Henri has learned to “get on the balcony” and see this challenge from a new perspective. “It encourages you to put yourself in different positions when you're at a negotiating table. You have to put yourself in the place of others and even consider how you yourself are at the center of the problem."
For Henri, the accelerator arrived at just the right time. “I am carrying out the process in a different way than when I had initially begun to approach it. There will be many values in tension but I believe these lessons from the accelerator and what I’ve learned during this time will help us put the sector on the right path.”

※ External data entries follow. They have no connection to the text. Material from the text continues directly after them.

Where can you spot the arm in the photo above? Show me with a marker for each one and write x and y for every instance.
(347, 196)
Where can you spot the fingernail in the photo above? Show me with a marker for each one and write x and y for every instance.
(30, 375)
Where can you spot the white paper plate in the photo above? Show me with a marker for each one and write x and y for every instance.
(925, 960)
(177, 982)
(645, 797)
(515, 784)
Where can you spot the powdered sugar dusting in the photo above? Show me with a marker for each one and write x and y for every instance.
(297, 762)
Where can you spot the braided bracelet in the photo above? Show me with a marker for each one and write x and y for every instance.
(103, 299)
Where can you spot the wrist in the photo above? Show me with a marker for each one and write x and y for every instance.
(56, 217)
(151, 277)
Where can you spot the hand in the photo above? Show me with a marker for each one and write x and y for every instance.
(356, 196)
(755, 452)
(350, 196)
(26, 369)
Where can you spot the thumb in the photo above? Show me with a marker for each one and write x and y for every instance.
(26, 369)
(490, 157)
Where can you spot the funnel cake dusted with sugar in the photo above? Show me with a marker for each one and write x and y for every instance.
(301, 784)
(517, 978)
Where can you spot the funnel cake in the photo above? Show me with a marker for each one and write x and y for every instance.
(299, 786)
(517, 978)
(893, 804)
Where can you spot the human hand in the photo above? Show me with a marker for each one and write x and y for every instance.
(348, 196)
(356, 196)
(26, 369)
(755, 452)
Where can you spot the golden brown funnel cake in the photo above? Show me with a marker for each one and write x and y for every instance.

Polarities management to de-escalate stakeholder tensions
Rodrigo Díaz Plá has also learned how to navigate opposing views and tensions. Rodrigo is an author and social anthropologist working with coastal communities, artisanal fishing organizations, and institutions in Chile for the past 15 years. He directs the Centro de Investigación/Acción de la Pesca Artesanal y Sociedades Costeras, QUIÑE, where he applies multidisciplinary approaches to better understand and work with artisanal fishing and coastal communities.
He’s currently working with the Chango population, an indigenous coastal community living in northern Chile who only recently received legal recognition as an ethnic group by the state of Chile. Working with the community since 2016, Rodrigo has supported them through the process of obtaining legal recognition and continues working on various projects to safeguard their rights to territories and resources.

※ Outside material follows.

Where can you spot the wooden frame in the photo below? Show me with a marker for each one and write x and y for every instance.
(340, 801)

Photo provided by Rodrigo Díaz Plá.
He joined the accelerator to grow his leadership skills and overcome an emerging challenge. Artisanal fishermen and indigenous communities in southern Chile are clashing over rights to certain fishing areas, and as tensions escalate, Rodrigo anticipates a similar conflict will also arise in northern Chile between artisanal fishing groups and the Chango community he works with.
Having worked with various stakeholders in the fishing sector over the years, Rodrigo knows these two groups well, and believes misinformation and misconceptions are largely to blame for their conflict and growing tensions.
“In Chile, in recent times, political tempers are running very high. I think this has generated visions and brought out the worst in people in terms of racism and classism. Disinformation about this group of people, of seafarers, is widespread in Chile. We believe part of our work is to make these communities more visible.”
Applying lessons on polarity management, Rodrigo plans to de-escalate tensions and yield productive conversations. “I can understand that misinformation is a major issue in these conflicts. And in my case, I feel it’s necessary to empower myself as a changemaker so that the right conversations, proposals, and decisions can progress effectively. The tools provided by the accelerator in terms of putting these different visions into dialogue can help tackle a lot of misinformation.”
Photo provided by Rodrigo Díaz Plá.
A growing community of bold leaders
As Victoria, Henri, and Rodrigo put into practice lessons from the accelerator to address unique stakeholder challenges, they know they’re not alone. Together with 9 other leaders from their Latin American cohort, they’ve joined The Foundry — a bold community of 1,300+ alumni from Acumen Academy’s Accelerator and Fellowship programs who are changing systems across seas and around the world.